Resynchronization is an important concept in the Fault Management area. Devices/EMS systems forward their alarms to the fault management systems and do not care whether they have been received or not. (This is especially the case for the UDP based SNMP traps). Thus, if the network connectivity between the FM and EMS is lost, all new alarms or updates to previous alarms (clear alarms) will be lost too. Resynchronization is the process to recover the alarms after a connectivity issue. How this happens? Simple. EMS should maintain an active alarm list on it. It should also be able to provide this list to an OSS system through it’s NBI(most probably via a method call, or setting an SNMP OID value). The OSS system that takes the active alarm list will then apply a diff algorithm to find and apply the deltas to its own repository. If the EMS does not have the “active alarm list” feature, then there is no luck!

After the raw alarms are arrived to the FM platform, filtering phase starts. There may be thousands of active alarms even on small-scale networks. It is impossible for a NOC to track and manage them all. Thus, filtering becomes an essential step. Based on the customer requirements, we put filters to the alarm flow to pass only the ones we need. Aside from the simple pass/ no pass filters, there could be other types of filters that can handle specific fault scenarios such as link flaps.(link goes up and down). Let me try to explain this. When the link goes down, EMS will send an alarm. After ½ seconds, it goes up and it emits a clear alarm for the previous alarm. These conditions should be filtered as there is no need to take an action for this on the upper layers. (a notification could be send if the flaps continue).A filter could “wait” for a clear event for a specific period of time before sending the alarm to the upper layer.
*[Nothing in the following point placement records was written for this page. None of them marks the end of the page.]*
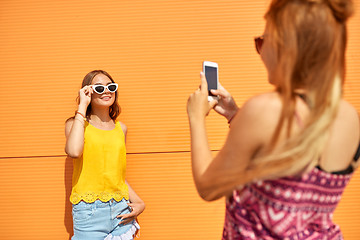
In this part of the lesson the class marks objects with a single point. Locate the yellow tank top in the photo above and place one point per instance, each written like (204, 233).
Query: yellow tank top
(100, 172)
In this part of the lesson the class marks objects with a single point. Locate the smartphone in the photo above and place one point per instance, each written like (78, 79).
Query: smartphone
(211, 71)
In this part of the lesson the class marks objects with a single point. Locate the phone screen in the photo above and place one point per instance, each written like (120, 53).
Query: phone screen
(211, 78)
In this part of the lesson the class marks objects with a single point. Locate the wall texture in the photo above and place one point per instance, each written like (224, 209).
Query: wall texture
(154, 50)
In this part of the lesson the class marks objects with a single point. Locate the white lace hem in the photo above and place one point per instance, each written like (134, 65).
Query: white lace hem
(129, 235)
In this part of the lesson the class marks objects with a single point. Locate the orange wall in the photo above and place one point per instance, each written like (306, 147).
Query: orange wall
(154, 50)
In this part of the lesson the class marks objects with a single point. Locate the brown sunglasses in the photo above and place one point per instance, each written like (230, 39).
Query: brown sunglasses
(258, 43)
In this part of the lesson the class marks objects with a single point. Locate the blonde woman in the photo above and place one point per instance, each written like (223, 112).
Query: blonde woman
(289, 153)
(104, 204)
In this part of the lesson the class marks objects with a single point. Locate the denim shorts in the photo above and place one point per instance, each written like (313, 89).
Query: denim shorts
(98, 221)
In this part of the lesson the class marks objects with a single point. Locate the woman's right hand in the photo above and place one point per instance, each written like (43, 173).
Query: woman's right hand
(85, 95)
(226, 104)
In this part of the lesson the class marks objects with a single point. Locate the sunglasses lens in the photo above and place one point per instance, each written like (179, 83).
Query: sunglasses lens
(99, 89)
(112, 87)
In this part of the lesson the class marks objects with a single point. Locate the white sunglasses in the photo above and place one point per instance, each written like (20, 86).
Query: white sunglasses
(100, 89)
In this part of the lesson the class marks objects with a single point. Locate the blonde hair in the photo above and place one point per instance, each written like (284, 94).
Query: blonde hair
(309, 38)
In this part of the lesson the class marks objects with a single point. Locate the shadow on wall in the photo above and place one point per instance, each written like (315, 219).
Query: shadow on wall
(68, 206)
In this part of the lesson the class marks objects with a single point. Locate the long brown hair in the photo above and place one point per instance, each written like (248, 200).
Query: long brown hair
(115, 109)
(309, 38)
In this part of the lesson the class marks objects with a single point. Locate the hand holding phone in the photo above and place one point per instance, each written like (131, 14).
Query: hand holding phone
(212, 77)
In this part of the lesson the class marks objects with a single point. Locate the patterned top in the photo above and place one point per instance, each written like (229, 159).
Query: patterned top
(99, 174)
(290, 208)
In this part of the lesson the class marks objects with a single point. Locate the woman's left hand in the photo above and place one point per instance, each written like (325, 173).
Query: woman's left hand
(136, 209)
(198, 106)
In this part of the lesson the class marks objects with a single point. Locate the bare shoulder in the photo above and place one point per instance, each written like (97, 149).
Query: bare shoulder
(258, 117)
(348, 118)
(123, 127)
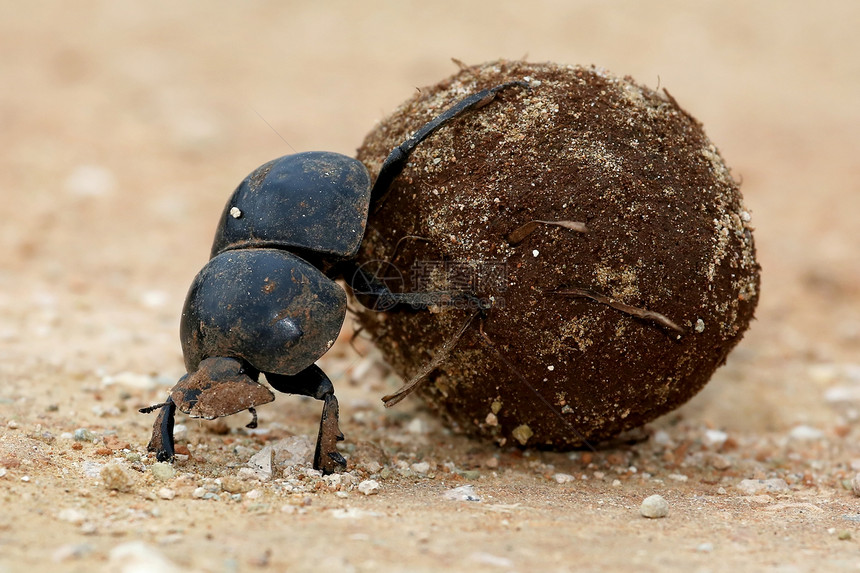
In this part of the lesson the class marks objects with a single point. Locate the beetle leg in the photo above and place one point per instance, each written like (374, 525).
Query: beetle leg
(253, 423)
(313, 382)
(161, 441)
(396, 160)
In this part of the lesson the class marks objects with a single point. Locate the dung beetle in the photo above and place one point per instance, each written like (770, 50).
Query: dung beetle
(266, 302)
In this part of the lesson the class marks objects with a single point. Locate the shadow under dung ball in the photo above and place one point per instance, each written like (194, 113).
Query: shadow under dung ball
(602, 225)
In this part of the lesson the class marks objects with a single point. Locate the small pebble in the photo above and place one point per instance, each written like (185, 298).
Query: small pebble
(166, 493)
(71, 515)
(720, 462)
(139, 557)
(84, 435)
(232, 484)
(755, 486)
(522, 434)
(421, 467)
(805, 433)
(369, 487)
(162, 471)
(855, 485)
(417, 426)
(715, 439)
(654, 506)
(116, 478)
(462, 493)
(71, 551)
(180, 432)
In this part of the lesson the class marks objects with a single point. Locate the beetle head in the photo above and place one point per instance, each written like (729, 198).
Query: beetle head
(316, 201)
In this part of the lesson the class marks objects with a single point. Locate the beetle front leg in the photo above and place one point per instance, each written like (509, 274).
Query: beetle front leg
(313, 382)
(161, 441)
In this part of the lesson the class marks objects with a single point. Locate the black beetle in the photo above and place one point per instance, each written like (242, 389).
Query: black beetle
(267, 302)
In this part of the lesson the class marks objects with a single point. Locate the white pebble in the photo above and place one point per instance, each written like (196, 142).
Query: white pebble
(421, 467)
(715, 438)
(369, 487)
(754, 486)
(180, 432)
(805, 433)
(138, 557)
(490, 559)
(855, 485)
(90, 181)
(654, 506)
(462, 493)
(71, 515)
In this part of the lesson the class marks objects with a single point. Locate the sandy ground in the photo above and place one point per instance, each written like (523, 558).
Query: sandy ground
(124, 127)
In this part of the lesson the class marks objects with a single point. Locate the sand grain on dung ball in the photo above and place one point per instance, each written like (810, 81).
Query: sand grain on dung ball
(667, 236)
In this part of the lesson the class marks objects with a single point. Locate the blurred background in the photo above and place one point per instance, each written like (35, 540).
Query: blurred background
(124, 126)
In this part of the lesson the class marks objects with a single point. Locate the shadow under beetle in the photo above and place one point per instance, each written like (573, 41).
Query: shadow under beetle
(267, 302)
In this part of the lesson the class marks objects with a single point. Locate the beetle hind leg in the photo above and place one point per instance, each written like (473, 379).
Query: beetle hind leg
(313, 382)
(161, 441)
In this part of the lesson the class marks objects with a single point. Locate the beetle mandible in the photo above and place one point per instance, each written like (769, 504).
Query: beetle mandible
(266, 302)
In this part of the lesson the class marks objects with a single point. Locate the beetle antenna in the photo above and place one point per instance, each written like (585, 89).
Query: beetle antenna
(154, 407)
(396, 160)
(528, 385)
(625, 308)
(441, 355)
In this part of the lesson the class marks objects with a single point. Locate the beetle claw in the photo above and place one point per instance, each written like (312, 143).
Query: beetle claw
(326, 457)
(161, 441)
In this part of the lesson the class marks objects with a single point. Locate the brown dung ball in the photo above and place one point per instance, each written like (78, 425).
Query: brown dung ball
(599, 221)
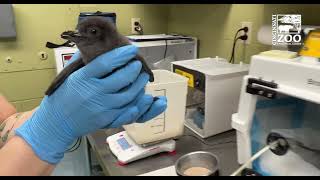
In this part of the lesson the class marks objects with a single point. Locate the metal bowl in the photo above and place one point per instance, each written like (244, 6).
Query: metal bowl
(198, 159)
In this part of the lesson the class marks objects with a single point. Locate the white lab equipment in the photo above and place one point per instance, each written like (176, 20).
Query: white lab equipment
(280, 96)
(213, 93)
(76, 162)
(169, 124)
(126, 150)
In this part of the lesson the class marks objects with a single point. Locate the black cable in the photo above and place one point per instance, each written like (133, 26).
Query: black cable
(165, 50)
(233, 50)
(80, 140)
(207, 144)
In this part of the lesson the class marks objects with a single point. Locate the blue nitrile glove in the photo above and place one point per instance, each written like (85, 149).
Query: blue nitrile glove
(85, 102)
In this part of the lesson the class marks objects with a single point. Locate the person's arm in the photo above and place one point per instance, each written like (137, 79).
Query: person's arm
(6, 109)
(17, 158)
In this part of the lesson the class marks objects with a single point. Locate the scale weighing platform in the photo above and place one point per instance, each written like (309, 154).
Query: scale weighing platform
(126, 150)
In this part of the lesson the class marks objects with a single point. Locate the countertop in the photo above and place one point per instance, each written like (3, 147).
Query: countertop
(222, 145)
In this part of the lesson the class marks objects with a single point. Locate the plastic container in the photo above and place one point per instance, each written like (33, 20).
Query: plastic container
(169, 124)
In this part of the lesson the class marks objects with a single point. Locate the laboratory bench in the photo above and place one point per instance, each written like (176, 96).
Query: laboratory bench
(222, 145)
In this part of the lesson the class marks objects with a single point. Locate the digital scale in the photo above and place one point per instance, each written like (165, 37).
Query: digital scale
(126, 150)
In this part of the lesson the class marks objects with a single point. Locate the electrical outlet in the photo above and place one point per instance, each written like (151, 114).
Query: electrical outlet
(133, 21)
(249, 25)
(43, 55)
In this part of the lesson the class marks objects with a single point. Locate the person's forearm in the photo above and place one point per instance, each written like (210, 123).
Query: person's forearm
(18, 158)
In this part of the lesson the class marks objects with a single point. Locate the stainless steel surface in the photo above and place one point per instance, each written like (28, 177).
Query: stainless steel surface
(226, 152)
(197, 159)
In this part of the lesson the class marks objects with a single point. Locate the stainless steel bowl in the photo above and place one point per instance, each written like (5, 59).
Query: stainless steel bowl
(198, 159)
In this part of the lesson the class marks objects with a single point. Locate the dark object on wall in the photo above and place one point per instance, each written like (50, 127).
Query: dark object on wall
(95, 36)
(110, 16)
(7, 21)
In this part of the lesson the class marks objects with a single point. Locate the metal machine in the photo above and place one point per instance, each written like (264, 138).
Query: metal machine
(280, 97)
(213, 93)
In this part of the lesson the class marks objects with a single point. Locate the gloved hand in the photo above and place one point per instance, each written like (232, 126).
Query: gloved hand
(85, 102)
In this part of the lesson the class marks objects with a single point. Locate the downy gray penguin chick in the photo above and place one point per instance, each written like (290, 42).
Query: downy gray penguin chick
(95, 36)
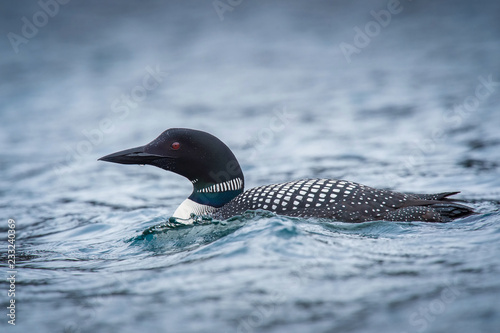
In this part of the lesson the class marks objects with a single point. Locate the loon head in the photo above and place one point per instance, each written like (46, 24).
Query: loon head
(199, 156)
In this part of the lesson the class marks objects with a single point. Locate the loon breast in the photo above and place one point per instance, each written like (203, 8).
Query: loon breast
(340, 200)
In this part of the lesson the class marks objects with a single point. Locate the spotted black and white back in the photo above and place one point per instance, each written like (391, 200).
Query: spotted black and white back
(335, 199)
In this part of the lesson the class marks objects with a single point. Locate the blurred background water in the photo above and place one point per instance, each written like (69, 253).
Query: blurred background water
(297, 89)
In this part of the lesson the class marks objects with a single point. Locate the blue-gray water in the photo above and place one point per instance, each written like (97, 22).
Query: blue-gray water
(409, 109)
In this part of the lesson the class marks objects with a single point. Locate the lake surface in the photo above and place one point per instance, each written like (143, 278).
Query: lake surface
(391, 95)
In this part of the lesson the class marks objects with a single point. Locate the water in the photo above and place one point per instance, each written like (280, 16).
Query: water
(93, 253)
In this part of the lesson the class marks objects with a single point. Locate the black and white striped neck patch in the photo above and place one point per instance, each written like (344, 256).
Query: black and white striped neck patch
(230, 185)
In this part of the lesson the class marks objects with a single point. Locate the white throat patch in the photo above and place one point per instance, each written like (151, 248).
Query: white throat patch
(188, 207)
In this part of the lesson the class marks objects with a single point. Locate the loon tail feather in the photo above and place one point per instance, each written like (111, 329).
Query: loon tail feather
(437, 196)
(451, 211)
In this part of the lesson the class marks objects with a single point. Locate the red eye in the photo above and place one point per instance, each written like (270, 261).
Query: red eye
(176, 145)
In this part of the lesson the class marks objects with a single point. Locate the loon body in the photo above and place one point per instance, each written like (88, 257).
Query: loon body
(218, 187)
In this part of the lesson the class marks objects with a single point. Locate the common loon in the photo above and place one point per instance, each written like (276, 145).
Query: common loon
(218, 185)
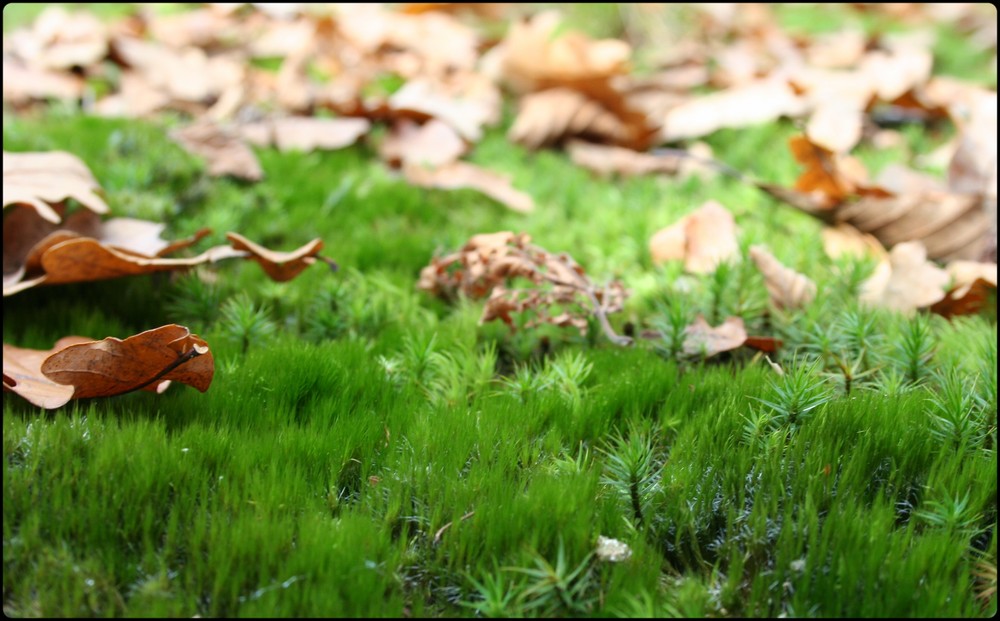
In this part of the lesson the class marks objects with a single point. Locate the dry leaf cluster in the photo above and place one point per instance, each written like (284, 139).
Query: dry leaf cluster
(490, 265)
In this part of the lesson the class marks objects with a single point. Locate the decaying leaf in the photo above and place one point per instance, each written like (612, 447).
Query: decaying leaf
(41, 180)
(306, 133)
(550, 116)
(702, 239)
(458, 175)
(608, 160)
(703, 340)
(224, 150)
(490, 265)
(971, 282)
(79, 368)
(843, 239)
(22, 370)
(430, 145)
(906, 281)
(787, 288)
(537, 56)
(280, 266)
(741, 106)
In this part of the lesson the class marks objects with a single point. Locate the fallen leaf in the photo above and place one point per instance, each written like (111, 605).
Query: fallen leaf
(490, 264)
(459, 175)
(608, 160)
(58, 39)
(703, 340)
(114, 366)
(949, 225)
(703, 238)
(225, 151)
(788, 289)
(308, 134)
(835, 126)
(432, 145)
(742, 106)
(843, 239)
(537, 56)
(552, 115)
(971, 282)
(906, 281)
(24, 369)
(40, 180)
(280, 266)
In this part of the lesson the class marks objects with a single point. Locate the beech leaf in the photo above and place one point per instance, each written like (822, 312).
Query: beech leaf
(114, 366)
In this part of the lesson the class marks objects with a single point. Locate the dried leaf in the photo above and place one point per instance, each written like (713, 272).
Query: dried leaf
(741, 106)
(552, 115)
(537, 57)
(225, 151)
(308, 134)
(113, 366)
(280, 266)
(950, 226)
(844, 239)
(906, 281)
(787, 288)
(40, 180)
(703, 340)
(459, 175)
(703, 239)
(23, 368)
(609, 160)
(59, 39)
(971, 282)
(489, 264)
(433, 144)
This could prevent the flappings to generate an alarm flood in the platform.
The next phase after the filtering is the enrichment phase. In this phase we enrich the alarm information by using external data sources. Most of the times, raw alarm values are meaningless to the NOC operator. In order for the operator start corrective actions on an alarm instance, he/she needs to get quick and usable information from the alarm. For example, if the alarm has a field named Device and its value is an IP address, NOC operator would go to a manual procedure to find the host name, region of that device before sending to the correct back-office. This time consuming manual processes should be automated on the Fault Manager. Enrichments are generally applied via custom scripts which are using the API of the FM platform.

All the filtered/enriched alarms are now ready for correlation. Correlation is the process of grouping similar alarms together to increase the efficiency of the NOC and the assurance process. You may have a look at my previous post on this topic.

The last important concept to mention is the expert rules. Expert rules are the automatic actions that are run on specific cases. An expert rule could be triggered whenever a severe alarm is received by the system or a specific text in the AdditionalText attribute is detected. The actions could be sending e-mail, SMS, creating trouble tickets or just manipulating the alarm fields.( such as changing state to Acknowledged.)

All the Fault Management systems have similar alarm interfaces where you will see a data grid and alarms inside. They also employ fancy network maps which are not usable at all.

Fault Managers have several interactions with other OSS systems such as Trouble Ticket, Workforce Management, SQM, Performance Managers, Inventory Managers etc.

The most important integration which is usually implemented first is the trouble ticketing integration. The faults should be tracked and solved quickly and trouble tickets are the instruments for that. TTs could be opened manually by the NOC operator or automatically by an expert rule.

Fault Managers are must have OSS systems. Their basic functionality is not very hard to implement however advanced features such as correlations could lead to time and resource consuming implementations.